Jest sobotni wieczór. Zamojskie kawiarnie i puby tętnią życiem. Średnia wieku nie przekracza 17 lat. Chcę kupić coś na „stres”. Po kilkunastu minutach wychodzę z paczuszką marihuany. Wyrzucam ją do kosza... Za 1 gram „trawki” (wystarcza podobno na 8 lufek) zapłaciłam 30 zł. Niezwykle sympatyczny sprzedawca miał także „na składzie” m.in. ekstazy. Za 1 tabletkę chciał 15 zł. Tłumaczył, że jego towar daje dobrego kopa, a ceny są okazyjne. Trudno się było od niego odczepić.
Lek na całe zło
Na zakup narkotyków stać niemal każdego ucznia i studenta. A to oni bardzo często są klientami lokalnych dealerów. Według ankiety przeprowadzonej ostatnio przez Mariusza Błędowskiego, studenta pedagogiki w Wyższej Szkole Towarzystwa Wiedzy Powszechnej w Warszawie, aż 30 proc. uczniów zamojskich gimnazjów i szkół średnich miało kontakt z narkotykami, a 9 proc. zażywa je regularnie! Błędowski przepytał ok. 150 osób. Wśród najczęstszych powodów sięgania po narkotyki młodzież wymienia: kłopoty w domu, chęć dobrej zabawy i ciekawość.

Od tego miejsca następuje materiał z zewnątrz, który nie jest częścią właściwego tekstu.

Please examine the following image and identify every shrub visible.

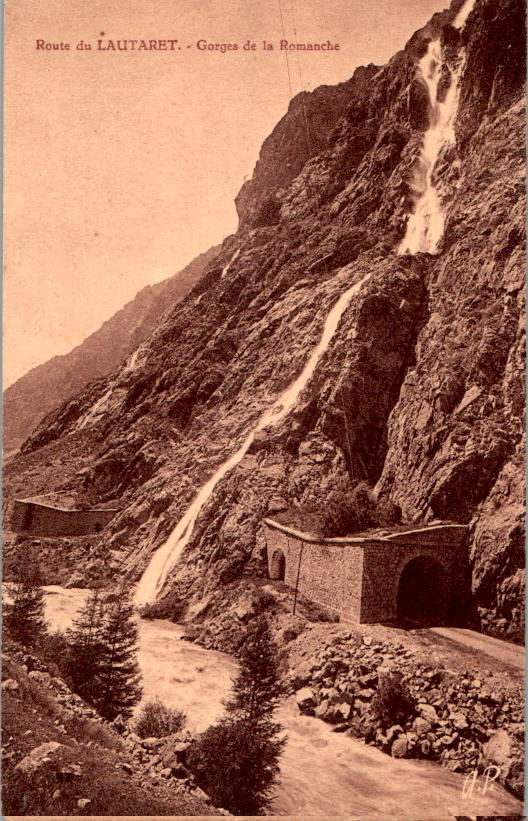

Przychodzi „maryśka” do szkoły
Najpopularniejszym narkotykiem wśród młodzieży jest marihuana. Uczniowie sięgają też m.in. po amfetaminę i ekstazy. Używki można kupić na zamojskich osiedlach, w dyskotekach, klubach, a także... w szkołach. Okazuje się, że dealerzy świetnie funkcjonują w lokalnych warunkach. Wielu spośród ankietowanych zna ich osobiście. Materiał zgromadzony podczas badania pokazuje, że po narkotyki sięga najczęściej młodzież nieźle sytuowana, wychowująca się w dobrych i bardzo dobrych warunkach materialnych.
Po co tyle hałasu?
Piotrek, uczeń jednego z zamojskich gimnazjów, ma spore kieszonkowe, które często w całości przeznacza na zakup m.in. „gandzi”. Jest przekonany, że marihuana nie jest szkodliwa i lepiej się sprawdza na imprezach niż piwo. Nie rozumie po co ten „dym” przeciwko narkotykom. – Jak starzy wyczują alkohol, to jest awantura. A z marihuaną nie ma żadnego gadania, bo rodzice jej jeszcze nie czają. Wielu moich znajomych przypala, bo to jest bardzo dobre na „stresa”. Co w tym złego? – wzrusza ramionami i znika za zakrętem szkolnego korytarza.
Walka z wiatrakami
– Wyniki ankiety są bardzo niepokojące – mówi Marta Ciuraszkiewicz, pedagog szkolny w III LO. – Walka z narkotykami w szkołach nie jest jednak sprawą nową. Organizujemy m.in. pogadanki, spotkania i warsztaty psychologiczne. Prowadzą je pracownicy Poradni Zdrowia Psychicznego. Szkoły robią co się da, aby chronić swoich uczniów.
To jednak nie wystarcza. Niektóre gimnazja w Lublinie, dostrzegając problem narkomanii, zdecydowały się na wprowadzenie radykalnych kroków. Uczeń podejrzany o zażycie narkotyków będzie w szkole badany na obecność substancji odurzających. Działanie to jest częścią programu „W trosce o młodzież przeciw narkotykom” wspieranym przez Stowarzyszenie Pomocy Rodzinie Zagrożonej Patologią Społeczną „Postis”. Warto chyba pomyśleć o podobnych projektach w zamojskich szkołach.